Earlier talks on Russia's offer to host the Iranian uranium enrichment program produced no results.

"We are very disappointed with the way Iran has been conducting itself in these negotiations, absolutely not helping those who want to provide for finding peaceful ways to resolve the whole situation surrounding the Iranian nuclear program," Lavrov said.

Before the U.N. Security Council takes up the issue this week, a Western diplomat, who insisted on anonymity in detailing the confidential discussions, said a new meeting among the permanent council members — the United States, Russia, Britain, France and China — was planned Monday to look at a revised draft statement.

The text was aimed at pressuring Tehran to resolve questions about its nuclear program, including demands that it abandon uranium enrichment.

Earlier Monday, Moscow's atomic energy chief, Sergei Kiriyenko, said a Kremlin proposal to enrich uranium for Iran on Russian territory remains open. Iranian Foreign Ministry spokesman Hamid Reza Asefi had said Sunday that Tehran would no longer consider the Russian proposal.

"Russia believes that Iran, like any other state, has the right to develop nuclear energy for peaceful purposes, but the global community has the right to demand guarantees of nonproliferation. Russia has made its offer to combine these two positions," Kiriyenko said.

"The Russian proposal has and will remain, and it's not going to change. Attempts to extract just certain fragments of it won't work."

Russia has made its enrichment offer contingent on Tehran suspending its own enrichment effort, but Iranian officials have rejected the link.

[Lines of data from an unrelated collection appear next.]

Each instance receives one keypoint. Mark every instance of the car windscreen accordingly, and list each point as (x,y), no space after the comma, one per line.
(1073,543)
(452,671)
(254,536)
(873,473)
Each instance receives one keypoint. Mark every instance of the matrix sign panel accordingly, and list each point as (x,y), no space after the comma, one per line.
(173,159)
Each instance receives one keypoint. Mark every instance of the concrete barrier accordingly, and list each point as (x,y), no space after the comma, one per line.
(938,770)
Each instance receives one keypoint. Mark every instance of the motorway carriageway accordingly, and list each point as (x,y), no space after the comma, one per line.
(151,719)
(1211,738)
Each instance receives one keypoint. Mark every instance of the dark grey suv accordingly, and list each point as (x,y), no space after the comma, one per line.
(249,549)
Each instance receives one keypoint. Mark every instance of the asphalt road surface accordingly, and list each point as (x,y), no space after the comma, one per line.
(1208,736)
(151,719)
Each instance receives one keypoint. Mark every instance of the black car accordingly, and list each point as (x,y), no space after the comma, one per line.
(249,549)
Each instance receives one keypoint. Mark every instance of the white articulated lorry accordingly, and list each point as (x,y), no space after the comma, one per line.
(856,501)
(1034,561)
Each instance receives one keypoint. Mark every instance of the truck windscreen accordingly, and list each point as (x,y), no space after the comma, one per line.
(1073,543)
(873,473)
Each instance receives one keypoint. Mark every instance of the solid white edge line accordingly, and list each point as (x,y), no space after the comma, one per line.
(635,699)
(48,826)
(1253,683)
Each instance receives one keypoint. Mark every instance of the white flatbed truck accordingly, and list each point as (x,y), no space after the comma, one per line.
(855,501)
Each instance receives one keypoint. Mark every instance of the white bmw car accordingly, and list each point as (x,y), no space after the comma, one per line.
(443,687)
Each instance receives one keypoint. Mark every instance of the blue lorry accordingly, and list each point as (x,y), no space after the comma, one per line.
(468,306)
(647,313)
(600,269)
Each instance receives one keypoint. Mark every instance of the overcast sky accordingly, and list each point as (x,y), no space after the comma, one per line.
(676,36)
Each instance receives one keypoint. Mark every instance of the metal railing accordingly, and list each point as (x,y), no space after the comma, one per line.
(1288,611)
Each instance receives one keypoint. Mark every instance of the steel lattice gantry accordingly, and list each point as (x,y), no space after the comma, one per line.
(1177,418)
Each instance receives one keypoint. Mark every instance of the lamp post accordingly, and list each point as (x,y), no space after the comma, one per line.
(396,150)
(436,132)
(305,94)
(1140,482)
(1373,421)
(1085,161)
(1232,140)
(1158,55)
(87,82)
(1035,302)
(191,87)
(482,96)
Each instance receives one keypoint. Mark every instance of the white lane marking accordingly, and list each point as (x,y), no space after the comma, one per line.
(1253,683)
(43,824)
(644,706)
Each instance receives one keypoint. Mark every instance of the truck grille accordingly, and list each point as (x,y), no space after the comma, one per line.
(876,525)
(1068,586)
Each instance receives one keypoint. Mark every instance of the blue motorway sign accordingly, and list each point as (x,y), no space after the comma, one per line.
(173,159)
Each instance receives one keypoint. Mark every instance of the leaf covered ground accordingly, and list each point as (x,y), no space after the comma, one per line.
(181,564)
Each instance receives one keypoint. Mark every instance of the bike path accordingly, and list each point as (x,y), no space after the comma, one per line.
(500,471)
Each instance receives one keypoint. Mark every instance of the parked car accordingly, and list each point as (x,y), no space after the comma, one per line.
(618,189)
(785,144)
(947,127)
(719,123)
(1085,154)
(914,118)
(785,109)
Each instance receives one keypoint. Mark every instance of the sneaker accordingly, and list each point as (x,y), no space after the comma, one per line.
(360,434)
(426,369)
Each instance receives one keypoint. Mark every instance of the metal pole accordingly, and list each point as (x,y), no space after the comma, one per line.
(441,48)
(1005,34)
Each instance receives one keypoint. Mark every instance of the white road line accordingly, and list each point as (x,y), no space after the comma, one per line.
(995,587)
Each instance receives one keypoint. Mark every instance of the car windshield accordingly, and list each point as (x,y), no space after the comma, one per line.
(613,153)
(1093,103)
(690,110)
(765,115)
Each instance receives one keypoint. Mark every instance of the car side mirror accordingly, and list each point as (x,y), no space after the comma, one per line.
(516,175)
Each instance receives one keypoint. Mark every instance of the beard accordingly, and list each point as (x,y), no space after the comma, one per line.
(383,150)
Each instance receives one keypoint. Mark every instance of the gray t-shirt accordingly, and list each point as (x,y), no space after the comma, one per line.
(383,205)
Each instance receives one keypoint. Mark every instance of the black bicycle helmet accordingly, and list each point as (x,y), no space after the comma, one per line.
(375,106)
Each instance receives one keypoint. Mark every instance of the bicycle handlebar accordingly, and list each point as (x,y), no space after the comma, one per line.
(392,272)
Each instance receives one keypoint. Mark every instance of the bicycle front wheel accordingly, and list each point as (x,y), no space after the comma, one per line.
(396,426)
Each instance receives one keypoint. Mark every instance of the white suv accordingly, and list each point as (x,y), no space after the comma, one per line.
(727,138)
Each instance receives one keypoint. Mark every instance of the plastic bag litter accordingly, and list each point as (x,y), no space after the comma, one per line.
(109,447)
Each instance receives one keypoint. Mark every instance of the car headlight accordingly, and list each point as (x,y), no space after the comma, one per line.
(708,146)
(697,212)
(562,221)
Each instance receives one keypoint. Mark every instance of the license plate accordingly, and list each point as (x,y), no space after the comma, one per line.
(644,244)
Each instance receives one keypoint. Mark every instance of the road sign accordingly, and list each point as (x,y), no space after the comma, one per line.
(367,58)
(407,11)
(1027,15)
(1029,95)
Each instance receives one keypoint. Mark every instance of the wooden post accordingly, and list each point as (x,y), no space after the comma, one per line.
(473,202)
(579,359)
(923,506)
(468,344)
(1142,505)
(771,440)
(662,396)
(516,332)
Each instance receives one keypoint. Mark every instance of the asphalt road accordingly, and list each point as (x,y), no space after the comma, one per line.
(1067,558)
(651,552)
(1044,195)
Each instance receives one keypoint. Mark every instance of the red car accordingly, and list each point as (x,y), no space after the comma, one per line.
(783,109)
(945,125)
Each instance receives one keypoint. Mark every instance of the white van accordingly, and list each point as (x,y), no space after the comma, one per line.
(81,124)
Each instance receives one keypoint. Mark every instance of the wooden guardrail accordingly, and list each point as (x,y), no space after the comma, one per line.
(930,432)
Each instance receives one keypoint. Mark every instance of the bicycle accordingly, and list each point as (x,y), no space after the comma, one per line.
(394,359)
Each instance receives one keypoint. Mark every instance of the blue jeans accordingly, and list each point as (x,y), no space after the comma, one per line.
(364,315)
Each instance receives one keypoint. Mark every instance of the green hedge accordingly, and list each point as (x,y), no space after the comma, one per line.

The text was aimed at pressuring Tehran to resolve questions about its nuclear program, including demands that it abandon uranium enrichment.

Tehran, which only has an experimental nuclear research program, repeatedly has warned it will begin large-scale uranium enrichment if referred it the Security Council, which occurred last week.

Iran has insisted it will never give up its right under the Nuclear Nonproliferation Treaty to enrich uranium and produce nuclear fuel. It restarted research-scale uranium enrichment last month, two years after voluntarily freezing the program during talks with Germany, Britain and France.

Iranian Foreign Minister Manouchehr Mottaki on Sunday reiterated a veiled warning that Iran may consider withdrawing from the NPT if its right to enrich uranium and produce nuclear fuel is not respected.

"If we reach a point that the existing rules don't meet the right of the Iranian nation, the Islamic Republic of Iran may reconsider policies," he said.

A report last week by International Atomic Energy Agency head Mohamed ElBaradei said Iran was testing centrifuges, which spin uranium gas into enriched uranium, and had plans to begin installation of the first 3,000 centrifuges late this year. Iran will need to install about 60,000 centrifuges for a large-scale enrichment of uranium.

Iran insists its program is designed only to generate electricity, but the U.S. claims Tehran has been working to build a bomb for more than a decade. Britain and France are also skeptical of the Iranians, and the IAEA, the U.N. nuclear watchdog, says it has serious questions about Iran's program.

In an interview with the daily Vremya Novostei, Lavrov also criticized the U.S. stance toward Tehran, accusing Washington of using the nuclear crisis "to solve some political tasks in their relations with the (current) regime."

Lavrov called again for the main players in the crisis — Russia, the United States, France, Germany, Britain and China — to meet with ElBaradei in Vienna and he insisted that the IAEA remain central to solving the crisis.

"But sometimes our Western partners propose acting according to this logic: since there's not clarity (in Iran's nuclear program) then let's put on pressure more quickly and impose sanctions," Lavrov said.